Sur le site industriel de Tamazoura, les lignes de production des véhicules JAC tournent à l’Ouest de l’Algérie. Lentement, mais pour de bon. Le premier véhicule à inaugurer cette nouvelle phase industrielle porte un nom : JAC 1040S. Un camion utilitaire pensé pour les professionnels, décliné en versions simple cabine et double cabine.
Ce choix n’a rien d’anodin. Le marché algérien reste fortement demandeur de véhicules utilitaires robustes, faciles à entretenir, adaptés aux chantiers, au transport et aux petites entreprises. Avec ce modèle, JAC cible directement ce besoin de terrain en Algérie, concret, immédiat.
Cette mise en production intervient à peine un mois après le retour commercial de la marque, qui a remis sur le marché algérien une gamme élargie de 15 modèles.
JAC Algérie : une usine conçue pour monter en puissance
Le complexe industriel de Tamazoura ne se limite pas à un simple assemblage. Étendu sur 33 hectares, le site dispose déjà de quatre lignes de production, d’une zone de douane intégrée pour l’homologation et d’unités de contrôle qualité.
À court terme, Emin Auto prévoit une montée progressive vers le mode CKD (Complete Knock Down). Des ateliers d’emboutissage, de soudure et de peinture figurent déjà dans le plan de développement. Une unité dédiée aux superstructures pour véhicules spécialisés complétera l’ensemble.
Sur place, une équipe d’ingénieurs chinois accompagne les techniciens algériens. Le transfert de compétences avance, pas à pas. Selon la direction du site, les premiers véhicules ont déjà subi une série de tests rigoureux, adaptés aux conditions locales.
Quels modèles JAC pour le marché algérien ?
Si le JAC 1040S ouvre le bal, il ne restera pas seul longtemps. La stratégie annoncée par Emin Auto repose sur une diversification progressive de la production, avec un accent clair sur les véhicules utilitaires.
La capacité annoncée donne une idée de l’ambition :
- 100 000 unités par an, toutes catégories confondues
- Une cadence cible de 8 000 véhicules par mois
- Un taux d’intégration locale de 10 % dès la première année, avec un objectif de 30 % sous quatre ans
À terme, près de 30 % de la production prendra la route de l’export, principalement vers les marchés africains. L’Algérie entend ainsi devenir un hub régional pour JAC.
Un impact social et économique assumé
Aujourd’hui, l’usine emploie déjà 500 salariés. À terme, le projet vise 1 500 emplois directs et près de 2 000 emplois indirects, notamment à travers la sous-traitance locale.

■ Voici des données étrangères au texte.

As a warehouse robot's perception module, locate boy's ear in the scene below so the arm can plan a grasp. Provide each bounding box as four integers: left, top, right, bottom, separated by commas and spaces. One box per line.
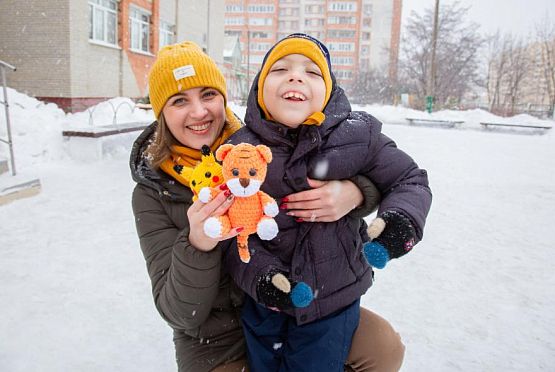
216, 143, 234, 161
256, 145, 272, 163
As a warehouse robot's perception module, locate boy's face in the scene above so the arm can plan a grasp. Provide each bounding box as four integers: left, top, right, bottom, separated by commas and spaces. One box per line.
262, 54, 326, 128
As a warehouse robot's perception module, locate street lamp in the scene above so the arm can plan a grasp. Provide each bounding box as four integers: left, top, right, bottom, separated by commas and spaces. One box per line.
426, 0, 439, 113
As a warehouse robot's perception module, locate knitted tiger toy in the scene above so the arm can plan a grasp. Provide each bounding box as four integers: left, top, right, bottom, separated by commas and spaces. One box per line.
199, 143, 279, 263
189, 145, 223, 201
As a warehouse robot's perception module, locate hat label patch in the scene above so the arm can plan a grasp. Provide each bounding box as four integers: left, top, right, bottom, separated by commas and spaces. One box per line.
173, 65, 196, 81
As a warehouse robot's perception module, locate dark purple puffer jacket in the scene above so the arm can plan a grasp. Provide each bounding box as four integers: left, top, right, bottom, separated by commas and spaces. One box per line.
226, 71, 431, 324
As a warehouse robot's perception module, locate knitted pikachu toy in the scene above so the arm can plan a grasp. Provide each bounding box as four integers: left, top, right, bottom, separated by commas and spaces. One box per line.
189, 145, 224, 201
199, 143, 279, 263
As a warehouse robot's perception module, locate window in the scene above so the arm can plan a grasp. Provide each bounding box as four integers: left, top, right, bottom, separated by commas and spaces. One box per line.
333, 70, 353, 79
331, 57, 353, 66
129, 7, 150, 53
362, 4, 372, 16
225, 4, 243, 13
224, 17, 245, 26
328, 17, 356, 25
225, 30, 243, 37
304, 18, 324, 27
328, 43, 355, 52
249, 18, 272, 26
248, 4, 274, 13
328, 30, 355, 39
304, 5, 324, 14
89, 0, 118, 45
328, 3, 357, 12
251, 43, 272, 52
160, 21, 175, 47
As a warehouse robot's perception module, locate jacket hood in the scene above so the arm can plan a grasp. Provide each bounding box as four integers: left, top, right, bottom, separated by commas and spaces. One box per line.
129, 121, 193, 200
245, 67, 351, 142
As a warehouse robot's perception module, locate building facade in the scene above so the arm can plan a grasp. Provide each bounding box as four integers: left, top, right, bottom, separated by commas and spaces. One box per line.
0, 0, 224, 111
225, 0, 402, 86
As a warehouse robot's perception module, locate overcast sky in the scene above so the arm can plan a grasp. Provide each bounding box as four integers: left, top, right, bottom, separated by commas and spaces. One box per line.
403, 0, 555, 36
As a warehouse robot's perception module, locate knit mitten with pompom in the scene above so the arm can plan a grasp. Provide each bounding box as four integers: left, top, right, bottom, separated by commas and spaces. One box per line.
362, 211, 417, 269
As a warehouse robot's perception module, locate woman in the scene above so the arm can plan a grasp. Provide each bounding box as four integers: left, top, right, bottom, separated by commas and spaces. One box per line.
130, 42, 404, 371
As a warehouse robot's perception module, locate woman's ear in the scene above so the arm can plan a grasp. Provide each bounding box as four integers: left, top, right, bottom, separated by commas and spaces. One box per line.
216, 143, 234, 161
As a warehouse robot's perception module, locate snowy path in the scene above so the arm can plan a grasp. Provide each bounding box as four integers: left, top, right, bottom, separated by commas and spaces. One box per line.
0, 125, 555, 372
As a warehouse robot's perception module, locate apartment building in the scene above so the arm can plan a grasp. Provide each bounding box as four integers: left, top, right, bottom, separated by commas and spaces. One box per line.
0, 0, 224, 111
487, 39, 555, 117
225, 0, 402, 86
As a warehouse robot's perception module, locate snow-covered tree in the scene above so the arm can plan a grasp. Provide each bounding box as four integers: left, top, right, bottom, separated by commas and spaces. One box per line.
400, 2, 484, 106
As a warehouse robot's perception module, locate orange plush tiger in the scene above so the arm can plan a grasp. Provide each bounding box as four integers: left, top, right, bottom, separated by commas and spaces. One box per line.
199, 143, 279, 263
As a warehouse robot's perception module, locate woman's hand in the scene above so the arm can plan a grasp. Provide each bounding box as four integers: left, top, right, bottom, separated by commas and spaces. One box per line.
280, 178, 364, 222
187, 190, 242, 252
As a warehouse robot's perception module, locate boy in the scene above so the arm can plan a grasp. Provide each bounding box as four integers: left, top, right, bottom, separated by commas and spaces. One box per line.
226, 34, 431, 371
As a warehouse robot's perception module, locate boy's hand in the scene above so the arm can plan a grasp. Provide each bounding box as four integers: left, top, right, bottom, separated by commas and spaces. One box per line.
362, 211, 417, 269
256, 269, 314, 310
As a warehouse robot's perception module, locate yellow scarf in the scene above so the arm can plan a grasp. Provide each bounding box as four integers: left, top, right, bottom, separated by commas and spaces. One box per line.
160, 106, 242, 188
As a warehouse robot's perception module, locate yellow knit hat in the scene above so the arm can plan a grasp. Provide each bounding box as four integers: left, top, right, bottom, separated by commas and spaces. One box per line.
258, 33, 333, 125
148, 41, 227, 118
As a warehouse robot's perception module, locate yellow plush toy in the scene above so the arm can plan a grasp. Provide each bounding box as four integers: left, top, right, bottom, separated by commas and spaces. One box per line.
189, 145, 224, 201
199, 143, 279, 263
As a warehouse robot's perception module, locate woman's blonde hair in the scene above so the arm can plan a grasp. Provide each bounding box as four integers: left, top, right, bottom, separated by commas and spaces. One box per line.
146, 114, 180, 169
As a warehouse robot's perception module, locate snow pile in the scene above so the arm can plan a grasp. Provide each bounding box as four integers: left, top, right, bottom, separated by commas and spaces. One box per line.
64, 97, 154, 129
0, 88, 154, 167
0, 88, 65, 169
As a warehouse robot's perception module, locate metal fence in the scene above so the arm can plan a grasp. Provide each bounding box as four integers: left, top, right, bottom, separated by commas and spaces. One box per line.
0, 61, 16, 176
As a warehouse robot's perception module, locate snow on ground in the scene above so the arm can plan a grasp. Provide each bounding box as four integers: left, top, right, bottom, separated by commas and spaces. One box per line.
0, 91, 555, 372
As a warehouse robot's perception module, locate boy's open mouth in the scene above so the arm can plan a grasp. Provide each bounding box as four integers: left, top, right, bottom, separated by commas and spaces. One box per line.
281, 92, 306, 101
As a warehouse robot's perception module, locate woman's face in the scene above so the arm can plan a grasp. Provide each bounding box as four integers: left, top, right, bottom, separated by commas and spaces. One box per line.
162, 87, 225, 150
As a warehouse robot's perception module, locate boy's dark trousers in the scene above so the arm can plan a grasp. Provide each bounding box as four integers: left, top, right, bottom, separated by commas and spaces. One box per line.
241, 296, 360, 372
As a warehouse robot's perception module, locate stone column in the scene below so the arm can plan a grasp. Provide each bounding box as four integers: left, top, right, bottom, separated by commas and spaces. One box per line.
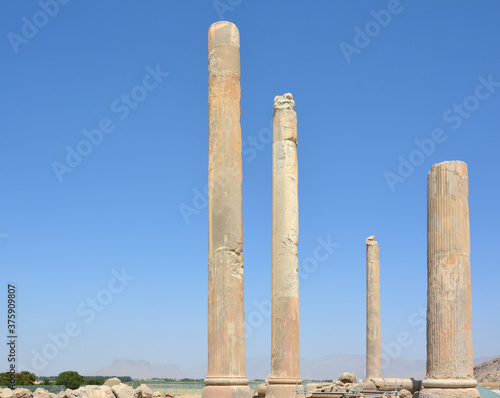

Dans la région d’Aïn Témouchent, l’effet se fait déjà sentir.
Côté distribution, Emin Auto prépare aussi le terrain. Le réseau passera de 27 à 50 agents agréés, afin d’assurer un service après-vente de proximité et une disponibilité rapide des pièces d’origine.
Une stratégie inscrite dans la durée
Pour Nihat Yavuz Sahsuvaroglu, directeur général d’Emin Auto, ce lancement marque l’aboutissement de plus de 26 ans de présence en Algérie. L’objectif affiché reste clair : contribuer à la construction d’une industrie automobile nationale solide, durable, et tournée vers l’export. Cette fois, les chaînes tournent. Et sur le terrain, beaucoup observent. Avec attention.